In 1889, the Great Western Railway rook over the North Pembrokeshire and Fishguard Railway, and in preparation of turning Fishguard into a purpose-built ocean liner port, the GWR opened its first station, Fishguard & Goodwick railway station, in 1899 while work on the new port began with the construction of Fishguard Harbour’s East breakwater.

The overlooking village of Harbour Village was built to accommodate workers and the necessary 27 acres site and 900 metre breakwater were provided by blasting 1.6 million tonnes of rock from the cliff face.

A new line would connect the proposed liner terminal on the East Breakwater to the West Wales line.

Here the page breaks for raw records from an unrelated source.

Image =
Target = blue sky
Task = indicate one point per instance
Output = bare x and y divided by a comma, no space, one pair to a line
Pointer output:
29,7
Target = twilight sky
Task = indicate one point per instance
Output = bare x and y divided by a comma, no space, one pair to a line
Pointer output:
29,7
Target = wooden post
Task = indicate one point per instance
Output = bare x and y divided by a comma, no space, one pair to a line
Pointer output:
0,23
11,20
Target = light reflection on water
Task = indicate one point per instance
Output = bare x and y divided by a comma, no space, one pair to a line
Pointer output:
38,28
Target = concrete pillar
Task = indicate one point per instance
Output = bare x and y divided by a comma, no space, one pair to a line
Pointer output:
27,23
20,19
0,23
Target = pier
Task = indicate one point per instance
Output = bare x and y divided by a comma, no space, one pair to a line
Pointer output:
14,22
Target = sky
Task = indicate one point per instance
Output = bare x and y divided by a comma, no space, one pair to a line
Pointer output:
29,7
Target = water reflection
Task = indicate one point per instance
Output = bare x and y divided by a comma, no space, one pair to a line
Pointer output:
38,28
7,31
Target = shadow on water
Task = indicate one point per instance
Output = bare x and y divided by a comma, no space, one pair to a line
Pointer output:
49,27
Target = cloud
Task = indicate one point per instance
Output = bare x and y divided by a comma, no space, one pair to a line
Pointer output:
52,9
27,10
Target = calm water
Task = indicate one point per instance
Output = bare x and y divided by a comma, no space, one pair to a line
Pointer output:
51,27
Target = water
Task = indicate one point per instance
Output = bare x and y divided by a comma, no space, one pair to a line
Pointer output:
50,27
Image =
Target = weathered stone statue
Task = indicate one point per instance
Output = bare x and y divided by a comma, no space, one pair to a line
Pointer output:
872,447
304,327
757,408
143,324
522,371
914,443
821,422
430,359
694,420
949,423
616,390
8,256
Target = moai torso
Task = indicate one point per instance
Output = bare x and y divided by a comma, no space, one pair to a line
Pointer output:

The new 2 mile route, which would have bypassed the steeper gradients and curves on this part of the original line, would have included a deep cutting, embankments and two tunnels.

However, the project to build a breakwater and an ocean-going terminal was abandoned after it became clear silting (which could not be prevented by dredging) would stop large ocean-going ships from using the port.

Local legend has it that the engineer responsible for this mistake committed suicide after realising the port was not suitable for its intended purpose. Another local myth suggests that the breakwater was deliberately built this way as locals didn’t want the harbour to become too large.

The East Breakwater was left unfinished. Two short sections of the planned railway to the new port terminal were completed before the project was ended.

In 1906, Fishguard and West Wales was visited by the largest ship in the world at the time the RMS Mauretania.

Fishguard Harbour, from above

An archived pamphlet for the Fishguard Port from 1913 provides a fascinating insight into the journey from America to London at the time.

It reads: “Fishguard is situated on the south-west coast of Wales, and is the nearest British port to New York used by Atlantic liners. It affords the quickest means of reaching London, and is also a convenient port for the Continent.

“In addition, many parts of England and Wales are within easy access of Fishguard; the Metropolis is 262 miles away and this distance is covered in under five hours.

“Tickets for seats in the special train from Fishguard to London will be furnished to Saloon passengers holding railway coupons. Passengers who do not hold coupons can purchase same at Purser’s Office before leaving the steamer.

“Single tickets and outward halves of return tickets between Fishguard and London are available for three months if purchased in America, or if issued in exchange for vouchers obtained in America. In other circumstances they are available for ten days.

“The baggage of London-bound passengers is ready labeled, “London, via Fishguard,” the lettering being white on a purple ground, the bold lettering and the distinctive coloring precluding the possibility of confusion.

“The route from Fishguard to London, passing through the industrial centres in South Wales and the charming scenes of the Thames valley, is full of interest.

“The speed at which the run is covered is the most potent tribute to the excellence of the Great Western’s iron road and their rolling stock.  Only one stop is made, and this of a very short duration, at Cardiff.

“Between the Fishguard of today and that of even a decade ago there is a great difference. A bay which boasted but of a departing or rather departed fishing industry, and was visited by only a few coastwise traders and fishing craft seeking shelter, has been converted into a splendid harbour, a harbour in which great natural advantages have been ably supplemented by the works which the Great Western Railway Company have constructed.

“At the quay by the railway station the splendid fleet of turbine steamers running between Fishguard and Rosslare (Ireland) are berthed, and here are the most modern appliances for the speedy transfer from ship to train, or vice versa, of goods and baggage.”

Although the ambitious plans for Fishguard were not to be, the Port continues to this day, providing crossings to Rosslare with the Superferry Stena Europe providing two daily crossings all year round.

Transport for Wales operate from Fishguard Harbour and have special trains to connect with the arrival and departures of the Stena Line Superferry Stena Europe that operates to/from Rosslare.